Life experience fodder retold with a time influenced perspective and a “what if” hovering above the keyboard evolved into a manuscript only slightly resembling the original events.
Cookie Crumbles is the second of my four book beginnings. (I excel at book beginnings.) The middle stews as the end impatiently taps her foot.
I invite you to read my “in works” chick lit.
I wouldn’t have shot the boat if Frank hadn’t asked the English setter out to dinner.
Neighbors gathered on front steps watching the blazing Bass Master and puzzling out the cause. I glanced in the rear view mirror and floored the Acura. The more curious who had ventured onto our driveway for a closer look dove into the bushes like extras in an action film. My least favorite neighbor, Sally Wilson from across the street, spoke animatedly into a cell phone pointing at the fiery carnage and my retreating MDX.
My SUV fishtailed as I accelerated and took the corner in what felt like a two-wheeled cartoon turn. I hoped my speculating former neighbors figured out my motivation because I wasn’t entirely clear about it.

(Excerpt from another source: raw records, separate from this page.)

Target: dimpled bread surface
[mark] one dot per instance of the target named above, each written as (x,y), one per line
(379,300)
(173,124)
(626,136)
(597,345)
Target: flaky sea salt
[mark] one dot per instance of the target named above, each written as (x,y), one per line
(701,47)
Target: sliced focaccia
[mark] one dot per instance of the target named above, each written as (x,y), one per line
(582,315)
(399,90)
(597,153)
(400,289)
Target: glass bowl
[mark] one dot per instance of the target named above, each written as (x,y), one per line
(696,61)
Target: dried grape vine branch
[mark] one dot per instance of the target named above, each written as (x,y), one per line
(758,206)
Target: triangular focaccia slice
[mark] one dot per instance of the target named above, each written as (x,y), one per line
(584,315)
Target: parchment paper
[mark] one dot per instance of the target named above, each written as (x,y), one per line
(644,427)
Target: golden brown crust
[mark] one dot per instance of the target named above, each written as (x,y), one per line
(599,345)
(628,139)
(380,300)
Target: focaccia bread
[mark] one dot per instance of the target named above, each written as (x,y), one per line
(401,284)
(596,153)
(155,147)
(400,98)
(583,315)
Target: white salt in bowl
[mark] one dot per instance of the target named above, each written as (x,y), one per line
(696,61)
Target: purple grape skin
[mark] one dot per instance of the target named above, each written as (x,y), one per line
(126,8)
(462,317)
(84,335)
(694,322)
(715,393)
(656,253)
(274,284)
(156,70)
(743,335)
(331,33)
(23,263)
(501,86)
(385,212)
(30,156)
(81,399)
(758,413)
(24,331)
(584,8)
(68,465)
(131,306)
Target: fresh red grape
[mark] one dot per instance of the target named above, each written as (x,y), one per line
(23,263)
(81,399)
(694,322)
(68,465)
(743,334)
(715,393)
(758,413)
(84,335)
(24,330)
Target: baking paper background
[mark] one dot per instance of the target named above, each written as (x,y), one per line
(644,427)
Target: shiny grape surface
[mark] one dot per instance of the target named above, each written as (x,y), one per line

Mrs. Sheffield from next door would suspect “change of life” as the culprit. Pushing fifty-five, she knew firsthand the havoc of hot flashes and sleep deprivation. “That Cookie is over forty. Not too early for perimenopause,” she might have said.
“Margaret Lamberti didn’t know what to do with her life now that Tommy’s off to college,” Connie Briggs might’ve confided to fellow soccer moms as she cheered her eight year old, Rachel, during scrimmage. She’d assure herself that in ten years she’d be prepared to pack up her daughter for college. At least more prepared than I had been for Tommy’s send off this fall.
Sally Wilson would report that a troubled marriage caused this desperate bid for attention. Then she’d recount several witnessed incidents that supported her claim.
All the neighbors were somewhat right, Sally being the most right, which may be the reason I liked her least.
I glanced in the rear view mirror half expecting a line of police cars chasing me ala Belushi and Ackroyd’s “Blue’s Brothers.” It wasn’t far fetched. Discharging a firearm within city limits, blowing up a $50,000 plus boat, and attempting to run over the neighbors shattered several local ordinances as well as state and federal laws.
Since a lone yellow school bus flashed a stop sign for a morning pick up behind me and distant sirens homed in on my subdivision, I eased the speedometer within limit range and clung to the firmness of the one decision I had made – I wasn’t going back.